Mycotoxin contamination is an important constraint to food security and public health in a range of food systems. Dietary exposure to mycotoxins is associated with health and nutrition adversities in humans and livestock. Surveillance systems and management strategies are rarely attentive to the specific needs and priorities of smallholder farmer communities, resulting in insufficient problem-solving capacity and poor adoption of effective intervention options. The aims of this dissertation were to understand the drivers of mycotoxin contamination in Indian smallholder food systems and to evaluate the utility of farmer research networks for connecting communities to locally meaningful and efficacious interventions. Novel insights into household-level aflatoxin B1 exposure risk were gained and a risk index was validated. Taking a food system-scale approach to surveillance, a range of crops were tested for several important mycotoxins across diverse Indian food systems over six seasonal time points.

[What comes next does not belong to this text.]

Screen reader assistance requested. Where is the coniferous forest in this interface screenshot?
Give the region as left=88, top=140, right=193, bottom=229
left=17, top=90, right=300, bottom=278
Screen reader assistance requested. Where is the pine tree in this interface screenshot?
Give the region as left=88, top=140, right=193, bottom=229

A model for participatory research in the context of a farmer research network (FRN) was implemented in six vulnerable communities, which designed and evaluated several pre- and post-harvest management strategies. In addition, I explored the host genetic determinants of symptom manifestation of the mycotoxigenic multi-fungal sorghum grain mold (SGM) disease complex. Several novel phenotypes of SGM symptom manifestation were developed and used to perform association studies. Candidate host genes underpinning fungal community composition in the disease complex were identified, yielding new insights regarding the contributions of mycotoxigenic Fusarium verticillioides to disease outcomes.